It is time to place your bets – do you go all in on one, do you do a little bit here? What is it we want to be? And that’s one of the decisions that we need to make because each of those comes with a cost, a risk and a reward.”
In placing your bets in the Cloud, he said partners particularly need to offer: XaaS (Software/Platforms/Infrastructure as a Service) via the Internet; rapid scalability and elasticity (increase/decrease); multitenant sharing of resources across users; auto upgrades, maintenance and management; device and location independent; on-demand self-service; and pay as you use (low entry/exit costs, no contract).
In adopting a winning strategy, collaboration with other partners might be the way to go, he said. “One thing we will see more of in our industry – and I know it has always existed – is greater collaboration. We will see VARs working together with Cloud integrators with service providers with managed service providers and with telcos, and we will talk more about the ecosystem,” he said.

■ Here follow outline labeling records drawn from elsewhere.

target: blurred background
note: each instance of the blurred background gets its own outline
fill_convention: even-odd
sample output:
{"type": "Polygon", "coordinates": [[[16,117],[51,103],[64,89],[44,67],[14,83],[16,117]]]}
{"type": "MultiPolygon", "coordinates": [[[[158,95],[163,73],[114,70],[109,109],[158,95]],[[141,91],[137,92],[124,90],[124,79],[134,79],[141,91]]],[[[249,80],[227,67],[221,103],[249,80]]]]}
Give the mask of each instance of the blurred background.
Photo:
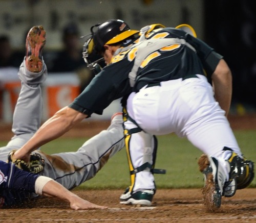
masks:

“We will see a better, a stronger and more important ecosystem, being that it is not just the traditional channel, but it will be a whole lot of different non-traditional partners working together that may not have worked together before.”
“As we move from the traditional model to a Cloud model, we shift the risk from the customer to the supplier,” he added. “We need to find ways to pass that risk to somebody who is better suited to handle it - the same way an insurance company passes it onto reinsurers, and I think we will see that happening more and more.”
Meanwhile, as the industry shifts to the Cloud, the technology becomes less relevant, while the business model becomes much more important. As such, he said vendors need to eliminate the ‘try-to-do-everything’ model’ – a strategy that is certain to fail.
Channel role has changed
Certainly, the role of the channel has changed. It is no longer a linear model, but a cluster model. “As the Cloud solutions become more available from vendors, and become more sophisticated, the role of partner will expand. The role the channel plays becomes an important part – it will be different because of the complexity.” It won’t be a traditional linear model [vendor to distributor to VAR], he explained, but rather a cluster model with multiple connections and criss-crossing roles and relationships.
In terms of distribution, where do they fit in? Moses said, like vendors and partners, the roles are shifting – as are the duties and types of services all players across the channel will offer; he called it a new “sales motion.”
“Distributors will do things that perhaps distributors weren’t doing before. Vendors will do things that they weren’t doing before. Customers will do things that are different. And for a vendor, that means we will have a new sales merchant, meaning the way we sell will be different as well. We used to sell to IT, we now sell to business,” he said.
10 point Cloud checklist for success
- Customer analysis: What do your customers actually want?
- Strategic: Resell, rebadge, build or collaborate?
- Business Model: What new revenue streams? What disappears?
- Financial: Cash flow and working capital requirements.
- Operational: Billing, automation, risk management, legal.
- Organisational: Separate sales teams? Separate Cloud practice?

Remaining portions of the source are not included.